Dave, I think the evidence backs your idea up. LOB% (Left On Base Percentage, for everybody) has a 0.315 correlation to popup rate. It also has a -0.289 to LD% and a -0.596 to BABIP. If you’re curious, some other correlations to LOB%:
ERA: -0.858
Avg: -0.768
K%: 0.627
HR/FB: -0.421
HR/9: -0.351
OFFB%: 0.228
GB%: -0.180
Ender — well, maybe you’re right about getting behind in the count leading to a higher BABIP, but it’s not obvious in the big-picture data I’m looking at. I mean, BABIP has a -0.072 correlation to BB%, whereas I’d expect to see a positive correlation if what you’re saying is right. There’s also a -0.030 correlation between BABIP and F-Strike% (First-pitch Strike Percentage); that’s at least in the right direction for what you’re saying, but 0.03 is an extremely weak connection.

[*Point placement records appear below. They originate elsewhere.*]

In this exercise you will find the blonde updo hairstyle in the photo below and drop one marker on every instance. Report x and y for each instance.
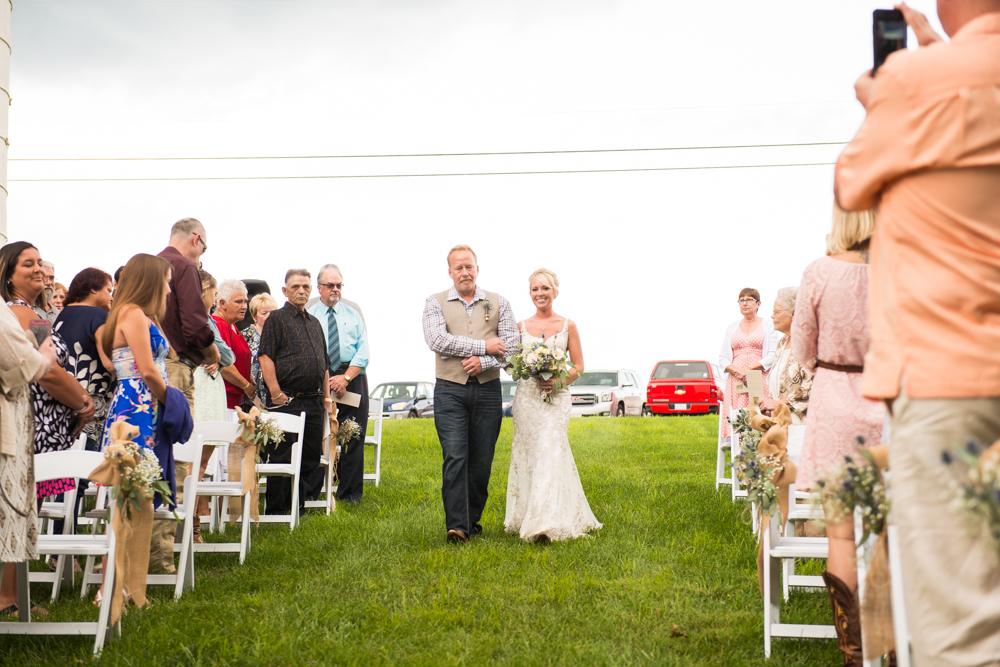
(851, 230)
(545, 277)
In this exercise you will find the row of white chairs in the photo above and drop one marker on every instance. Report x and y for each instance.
(78, 463)
(782, 549)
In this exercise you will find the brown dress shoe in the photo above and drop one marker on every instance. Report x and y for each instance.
(846, 619)
(457, 536)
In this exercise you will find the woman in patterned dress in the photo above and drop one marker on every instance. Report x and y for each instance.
(133, 343)
(830, 337)
(61, 407)
(749, 344)
(20, 365)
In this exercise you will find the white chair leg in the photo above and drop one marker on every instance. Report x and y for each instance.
(245, 528)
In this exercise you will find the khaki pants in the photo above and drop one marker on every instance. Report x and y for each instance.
(951, 578)
(161, 547)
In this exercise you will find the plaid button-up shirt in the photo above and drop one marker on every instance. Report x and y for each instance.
(440, 341)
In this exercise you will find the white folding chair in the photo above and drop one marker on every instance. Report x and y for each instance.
(295, 425)
(325, 463)
(188, 452)
(227, 491)
(57, 465)
(721, 447)
(50, 512)
(736, 487)
(375, 417)
(780, 549)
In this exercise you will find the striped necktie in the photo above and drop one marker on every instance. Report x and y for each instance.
(333, 339)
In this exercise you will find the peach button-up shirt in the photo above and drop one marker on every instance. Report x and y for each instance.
(928, 155)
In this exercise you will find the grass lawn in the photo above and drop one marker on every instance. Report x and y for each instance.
(670, 580)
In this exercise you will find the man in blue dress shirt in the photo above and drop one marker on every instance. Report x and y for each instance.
(347, 345)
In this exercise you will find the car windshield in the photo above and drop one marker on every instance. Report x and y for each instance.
(599, 379)
(400, 392)
(681, 370)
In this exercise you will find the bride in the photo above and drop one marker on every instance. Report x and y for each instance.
(545, 500)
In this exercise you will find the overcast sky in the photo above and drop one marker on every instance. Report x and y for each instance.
(650, 262)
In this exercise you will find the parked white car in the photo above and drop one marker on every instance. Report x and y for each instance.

So whereas your idea does make sense to me, it looks to me that if it’s true, it’s being more than outweighed by other factors.
BABIP by count for all hitters last year.
.308 – 3-2
.307 – 3-0
.304 – 3-1
.303 – 2-1
.299 – 0-0
.299 – 1-1
.298 – 0-1
.294 – 2-2
.285 – 1-2
.276 – 0-2
.256 – 3-0
It is like that every year. It might not be a wild swing in BABIP but if you are consistently ahead vs consistently behind you are going to see a swing in BABIP. It is definitely part of the final equation though part of it might be noise caused by pitch selection.

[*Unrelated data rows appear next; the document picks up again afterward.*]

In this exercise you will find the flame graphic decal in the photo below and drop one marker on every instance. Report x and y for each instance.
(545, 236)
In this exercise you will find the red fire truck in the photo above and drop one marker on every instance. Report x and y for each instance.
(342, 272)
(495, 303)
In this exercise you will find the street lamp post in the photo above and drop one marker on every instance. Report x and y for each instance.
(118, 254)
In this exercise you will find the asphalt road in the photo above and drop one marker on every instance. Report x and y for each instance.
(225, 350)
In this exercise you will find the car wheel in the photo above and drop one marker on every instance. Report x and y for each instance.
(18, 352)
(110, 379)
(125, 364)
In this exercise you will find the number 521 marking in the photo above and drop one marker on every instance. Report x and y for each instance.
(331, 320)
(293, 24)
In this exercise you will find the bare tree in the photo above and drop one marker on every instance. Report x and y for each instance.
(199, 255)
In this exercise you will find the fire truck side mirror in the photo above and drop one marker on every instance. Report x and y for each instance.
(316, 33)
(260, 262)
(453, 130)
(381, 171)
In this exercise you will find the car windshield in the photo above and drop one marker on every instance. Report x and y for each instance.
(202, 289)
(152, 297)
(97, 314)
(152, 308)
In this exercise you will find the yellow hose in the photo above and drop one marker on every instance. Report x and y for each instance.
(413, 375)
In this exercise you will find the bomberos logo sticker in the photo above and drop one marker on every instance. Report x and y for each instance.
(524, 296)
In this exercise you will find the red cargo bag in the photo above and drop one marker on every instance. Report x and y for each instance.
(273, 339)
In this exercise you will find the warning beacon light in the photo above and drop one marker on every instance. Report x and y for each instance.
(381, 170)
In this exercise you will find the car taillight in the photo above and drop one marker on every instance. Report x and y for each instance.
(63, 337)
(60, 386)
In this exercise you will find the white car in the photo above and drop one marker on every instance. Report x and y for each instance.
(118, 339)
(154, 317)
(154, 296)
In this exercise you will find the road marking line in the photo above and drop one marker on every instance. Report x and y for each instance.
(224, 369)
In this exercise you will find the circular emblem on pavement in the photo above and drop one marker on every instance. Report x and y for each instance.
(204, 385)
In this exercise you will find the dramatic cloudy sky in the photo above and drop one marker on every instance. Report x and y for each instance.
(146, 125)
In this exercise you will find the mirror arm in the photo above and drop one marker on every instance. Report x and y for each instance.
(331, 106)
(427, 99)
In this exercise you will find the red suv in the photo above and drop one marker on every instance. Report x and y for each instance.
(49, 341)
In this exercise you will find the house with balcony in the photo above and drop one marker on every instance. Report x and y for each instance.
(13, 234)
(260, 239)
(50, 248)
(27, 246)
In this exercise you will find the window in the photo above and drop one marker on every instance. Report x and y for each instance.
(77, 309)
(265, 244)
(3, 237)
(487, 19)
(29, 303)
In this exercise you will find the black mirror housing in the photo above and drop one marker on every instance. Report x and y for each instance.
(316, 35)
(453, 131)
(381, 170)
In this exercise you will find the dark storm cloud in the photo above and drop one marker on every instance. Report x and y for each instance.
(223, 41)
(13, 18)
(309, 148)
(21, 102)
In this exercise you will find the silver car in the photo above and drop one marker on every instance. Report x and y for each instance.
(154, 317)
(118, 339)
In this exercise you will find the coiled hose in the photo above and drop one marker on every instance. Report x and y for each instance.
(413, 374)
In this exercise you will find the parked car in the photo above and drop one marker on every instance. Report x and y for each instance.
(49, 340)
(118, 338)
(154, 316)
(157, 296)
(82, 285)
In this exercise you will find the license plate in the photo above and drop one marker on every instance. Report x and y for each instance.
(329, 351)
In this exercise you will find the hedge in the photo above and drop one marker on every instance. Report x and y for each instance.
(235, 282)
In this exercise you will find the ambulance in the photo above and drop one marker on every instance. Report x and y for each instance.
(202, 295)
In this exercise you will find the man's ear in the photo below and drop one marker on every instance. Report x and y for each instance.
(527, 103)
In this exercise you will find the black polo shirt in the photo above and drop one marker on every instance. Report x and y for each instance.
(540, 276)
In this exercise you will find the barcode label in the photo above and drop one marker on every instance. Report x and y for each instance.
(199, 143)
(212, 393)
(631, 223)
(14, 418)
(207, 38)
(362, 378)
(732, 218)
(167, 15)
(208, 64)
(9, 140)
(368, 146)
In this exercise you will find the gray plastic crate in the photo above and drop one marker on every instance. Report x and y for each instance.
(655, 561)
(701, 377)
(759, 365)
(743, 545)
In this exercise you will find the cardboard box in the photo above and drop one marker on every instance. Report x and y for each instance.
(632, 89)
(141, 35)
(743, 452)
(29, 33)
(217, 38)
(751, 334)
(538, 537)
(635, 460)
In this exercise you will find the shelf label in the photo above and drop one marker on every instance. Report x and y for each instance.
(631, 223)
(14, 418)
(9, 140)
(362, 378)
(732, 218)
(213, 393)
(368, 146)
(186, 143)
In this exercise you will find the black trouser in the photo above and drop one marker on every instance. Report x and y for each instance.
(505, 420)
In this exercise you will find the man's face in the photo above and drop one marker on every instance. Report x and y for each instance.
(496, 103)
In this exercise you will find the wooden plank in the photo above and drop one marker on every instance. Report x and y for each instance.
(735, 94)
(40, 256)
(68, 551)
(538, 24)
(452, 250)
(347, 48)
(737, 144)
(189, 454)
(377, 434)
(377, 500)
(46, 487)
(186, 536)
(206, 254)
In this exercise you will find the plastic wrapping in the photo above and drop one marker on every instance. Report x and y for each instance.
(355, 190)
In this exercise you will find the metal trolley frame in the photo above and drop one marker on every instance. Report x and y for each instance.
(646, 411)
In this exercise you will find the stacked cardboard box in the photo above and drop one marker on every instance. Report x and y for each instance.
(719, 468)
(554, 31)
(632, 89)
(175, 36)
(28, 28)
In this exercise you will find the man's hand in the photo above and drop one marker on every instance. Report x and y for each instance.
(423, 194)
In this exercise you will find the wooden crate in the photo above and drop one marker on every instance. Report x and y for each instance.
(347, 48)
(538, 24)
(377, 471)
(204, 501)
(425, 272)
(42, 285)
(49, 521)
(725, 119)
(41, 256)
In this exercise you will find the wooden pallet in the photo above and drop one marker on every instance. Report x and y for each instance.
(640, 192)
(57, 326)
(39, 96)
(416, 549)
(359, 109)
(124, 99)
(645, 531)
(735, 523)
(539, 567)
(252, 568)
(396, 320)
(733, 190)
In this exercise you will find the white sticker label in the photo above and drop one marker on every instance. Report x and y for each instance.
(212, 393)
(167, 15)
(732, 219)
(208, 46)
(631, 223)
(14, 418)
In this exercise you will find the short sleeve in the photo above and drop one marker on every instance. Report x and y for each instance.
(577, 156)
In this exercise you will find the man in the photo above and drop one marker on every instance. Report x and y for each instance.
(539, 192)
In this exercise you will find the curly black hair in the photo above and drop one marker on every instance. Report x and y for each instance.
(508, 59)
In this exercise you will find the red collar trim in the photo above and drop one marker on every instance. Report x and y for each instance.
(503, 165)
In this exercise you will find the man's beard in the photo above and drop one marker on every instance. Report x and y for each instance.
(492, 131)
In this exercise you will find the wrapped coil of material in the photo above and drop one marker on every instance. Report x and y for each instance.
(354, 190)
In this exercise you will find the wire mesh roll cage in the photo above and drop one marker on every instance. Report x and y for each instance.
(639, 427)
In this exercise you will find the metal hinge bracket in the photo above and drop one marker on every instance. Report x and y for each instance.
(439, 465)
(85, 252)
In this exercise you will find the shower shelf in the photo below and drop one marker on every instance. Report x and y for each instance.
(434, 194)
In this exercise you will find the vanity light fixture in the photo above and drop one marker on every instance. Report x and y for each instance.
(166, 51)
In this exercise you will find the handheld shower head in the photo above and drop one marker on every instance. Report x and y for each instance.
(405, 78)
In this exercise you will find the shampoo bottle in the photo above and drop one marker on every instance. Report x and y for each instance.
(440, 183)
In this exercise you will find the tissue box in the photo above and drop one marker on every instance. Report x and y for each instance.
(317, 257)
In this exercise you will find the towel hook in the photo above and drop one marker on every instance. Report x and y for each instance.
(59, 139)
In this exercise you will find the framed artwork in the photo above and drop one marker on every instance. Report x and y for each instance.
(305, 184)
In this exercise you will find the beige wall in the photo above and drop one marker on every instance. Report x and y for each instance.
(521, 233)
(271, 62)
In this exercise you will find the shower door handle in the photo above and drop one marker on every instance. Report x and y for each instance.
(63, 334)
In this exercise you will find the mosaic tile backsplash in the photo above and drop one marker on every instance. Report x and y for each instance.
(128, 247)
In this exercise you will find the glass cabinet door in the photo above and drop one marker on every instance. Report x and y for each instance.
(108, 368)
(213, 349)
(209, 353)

Interesting, Ender, thanks. The low BABIP with an 0-2 count does make sense, but there are at least three things that go into that: 1) The batter taking weaker, defensive swings; 2) A good strikeout pitcher will get to more 0-2 counts than a bad one, and also will tend to have a lower overall BABIP, which skews the overall numbers towards their BABIP tendencies; and 3) A bad batter (e.g. one who swings at everything) will get into more 0-2 counts than a good one, and may also tend to have a lower BABIP. There’s probably a lot of interaction going on there, and it’d be hard to say what causes what, to what degree there.
Now, the .256 at 3-0 at the bottom of your list is probably the most interesting thing there… just want to make sure that’s right, though (I see another 3-0 second from the top, and one of them is supposed to be 2-0, I’m guessing). Anyway, where did you find that?